For objections based on registered or unregistered trademark rights, WIPO has indicated that the following factors will be considered by the appointed panel:
- Whether the applied-for gTLD is identical or similar, including in appearance, phonetic sound, or meaning, to the objector’s existing mark;
- Whether the objector’s acquisition and use of rights in the mark has been bona fide;
- Whether and to what extent there is recognition in the relevant sector of the public of the sign corresponding to the gTLD, as the mark of the objector, of the applicant or of a third party;
- Applicant’s intent in applying for the gTLD, including whether the applicant, at the time of application for the gTLD, had knowledge of the objector’s mark, or could not have reasonably been unaware of that mark, and including whether the applicant has engaged in a pattern of conduct whereby it applied for or operates TLDs or registrations in TLDs which are identical or confusingly similar to the marks of others;
- Whether and to what extent the applicant has used, or has made demonstrable preparations to use, the sign corresponding to the gTLD in connection with a bona fide offering of goods or services or a bona fide provision of information in a way that does not interfere with the legitimate exercise by the objector of its mark rights;
- Whether the applicant has marks or other intellectual property rights in the sign corresponding to the gTLD, and, if so, whether any acquisition of such a right in the sign, and use of the sign, has been bona fide, and whether the purported or likely use of the gTLD by the applicant is consistent with such acquisition or use;
- Whether and to what extent the applicant has been commonly known by the sign corresponding to the gTLD, and if so, whether any purported or likely use of the gTLD by the applicant is consistent therewith and bona fide; and
- Whether the applicant’s intended use of the gTLD would create a likelihood of confusion with the objector’s mark as to the source, sponsorship, affiliation, or endorsement of the gTLD.
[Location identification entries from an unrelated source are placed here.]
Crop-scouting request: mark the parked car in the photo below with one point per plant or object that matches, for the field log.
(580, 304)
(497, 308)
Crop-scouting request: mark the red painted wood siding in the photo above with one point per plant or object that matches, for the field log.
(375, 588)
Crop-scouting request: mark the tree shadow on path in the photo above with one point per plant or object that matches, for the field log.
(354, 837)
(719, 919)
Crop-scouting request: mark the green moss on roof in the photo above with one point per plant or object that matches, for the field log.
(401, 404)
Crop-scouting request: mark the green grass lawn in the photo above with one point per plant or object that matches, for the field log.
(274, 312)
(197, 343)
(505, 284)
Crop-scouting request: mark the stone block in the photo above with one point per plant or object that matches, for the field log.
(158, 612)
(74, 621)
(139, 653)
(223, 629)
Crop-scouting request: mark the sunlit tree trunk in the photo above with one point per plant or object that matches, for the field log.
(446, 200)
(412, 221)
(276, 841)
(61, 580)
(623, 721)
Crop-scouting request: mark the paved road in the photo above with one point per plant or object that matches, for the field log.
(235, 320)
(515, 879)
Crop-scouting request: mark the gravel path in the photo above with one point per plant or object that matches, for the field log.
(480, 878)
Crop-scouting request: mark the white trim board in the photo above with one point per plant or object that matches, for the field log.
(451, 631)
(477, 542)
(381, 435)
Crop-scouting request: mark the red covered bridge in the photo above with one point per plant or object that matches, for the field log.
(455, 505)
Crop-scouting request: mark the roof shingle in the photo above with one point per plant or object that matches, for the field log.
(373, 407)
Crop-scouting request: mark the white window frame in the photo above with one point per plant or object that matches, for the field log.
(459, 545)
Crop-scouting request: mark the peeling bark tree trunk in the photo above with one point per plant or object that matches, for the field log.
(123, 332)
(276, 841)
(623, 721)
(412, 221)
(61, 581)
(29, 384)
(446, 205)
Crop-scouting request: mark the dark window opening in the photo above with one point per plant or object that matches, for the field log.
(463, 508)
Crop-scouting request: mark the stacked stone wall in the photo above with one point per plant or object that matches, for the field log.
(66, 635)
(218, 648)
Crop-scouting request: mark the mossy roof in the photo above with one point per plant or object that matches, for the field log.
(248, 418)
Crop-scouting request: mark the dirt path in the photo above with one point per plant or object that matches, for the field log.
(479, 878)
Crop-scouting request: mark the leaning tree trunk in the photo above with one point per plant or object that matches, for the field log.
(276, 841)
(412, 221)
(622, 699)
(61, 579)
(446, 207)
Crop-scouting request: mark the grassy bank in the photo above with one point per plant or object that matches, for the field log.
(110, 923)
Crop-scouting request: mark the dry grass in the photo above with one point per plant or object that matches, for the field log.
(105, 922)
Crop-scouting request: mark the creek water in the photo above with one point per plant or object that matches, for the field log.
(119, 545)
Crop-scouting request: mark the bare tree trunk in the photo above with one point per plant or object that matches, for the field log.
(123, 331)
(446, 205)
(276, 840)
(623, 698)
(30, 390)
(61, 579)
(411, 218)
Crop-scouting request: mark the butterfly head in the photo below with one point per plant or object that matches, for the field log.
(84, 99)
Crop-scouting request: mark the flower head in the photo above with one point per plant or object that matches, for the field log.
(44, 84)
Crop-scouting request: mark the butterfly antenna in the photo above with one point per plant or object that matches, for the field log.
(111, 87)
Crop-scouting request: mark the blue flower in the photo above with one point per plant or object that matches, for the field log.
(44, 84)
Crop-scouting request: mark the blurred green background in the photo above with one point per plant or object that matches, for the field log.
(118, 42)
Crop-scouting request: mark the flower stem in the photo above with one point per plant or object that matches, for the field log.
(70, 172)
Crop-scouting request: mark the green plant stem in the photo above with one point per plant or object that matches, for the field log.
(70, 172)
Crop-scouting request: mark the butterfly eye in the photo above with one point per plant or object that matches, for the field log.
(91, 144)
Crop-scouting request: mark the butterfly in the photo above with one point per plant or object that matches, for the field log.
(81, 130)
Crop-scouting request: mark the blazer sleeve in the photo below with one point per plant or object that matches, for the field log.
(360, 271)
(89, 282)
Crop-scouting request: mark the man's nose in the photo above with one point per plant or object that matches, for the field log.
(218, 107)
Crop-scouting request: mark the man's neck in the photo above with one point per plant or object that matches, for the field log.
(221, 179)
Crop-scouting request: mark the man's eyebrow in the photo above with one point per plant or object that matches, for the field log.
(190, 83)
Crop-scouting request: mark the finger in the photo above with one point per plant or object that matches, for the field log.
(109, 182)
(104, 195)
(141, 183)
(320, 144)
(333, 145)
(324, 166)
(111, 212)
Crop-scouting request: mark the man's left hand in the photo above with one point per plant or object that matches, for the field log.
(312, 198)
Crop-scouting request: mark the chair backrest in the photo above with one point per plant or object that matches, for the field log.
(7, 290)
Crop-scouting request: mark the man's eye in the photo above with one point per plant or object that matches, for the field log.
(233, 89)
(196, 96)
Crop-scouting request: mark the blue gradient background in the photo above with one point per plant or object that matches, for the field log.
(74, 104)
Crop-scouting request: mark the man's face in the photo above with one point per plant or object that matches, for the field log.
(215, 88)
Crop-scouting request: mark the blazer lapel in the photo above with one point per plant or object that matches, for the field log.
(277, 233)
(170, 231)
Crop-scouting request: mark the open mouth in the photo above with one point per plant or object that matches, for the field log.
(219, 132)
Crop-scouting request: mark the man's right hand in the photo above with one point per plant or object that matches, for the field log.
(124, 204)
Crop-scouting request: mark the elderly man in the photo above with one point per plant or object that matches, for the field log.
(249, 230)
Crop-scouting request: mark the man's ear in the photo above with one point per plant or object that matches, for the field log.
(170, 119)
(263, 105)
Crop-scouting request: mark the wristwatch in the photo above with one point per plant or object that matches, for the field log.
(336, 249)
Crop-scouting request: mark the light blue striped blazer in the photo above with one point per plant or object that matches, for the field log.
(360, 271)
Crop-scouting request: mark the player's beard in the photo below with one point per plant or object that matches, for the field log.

The fees associated with the LRO process are far higher than those associated with a standard complaint pursuant to the Uniform Domain Name Resolution Policy (UDRP). In an LRO proceeding, each party must pay a $10,000 fee for arbitration by a single-member panel. If the applicant fails to pay the $10,000 fee required to respond to the LRO complaint, the objection will be deemed successful. Similar to the UDRP process, monetary damages are not available in an LRO proceeding. The sole remedies are the success or dismissal of the objection.
Currently, the LRO objection filing period is anticipated to be seven months, from May 1 to December 1, 2012.
In addition to the LRO process, three other types of objection-based dispute resolution procedures exist which will not be administered by WIPO, namely, “String Confusion Objection,” “Limited Public Interest Objection,” and “Community Objection.”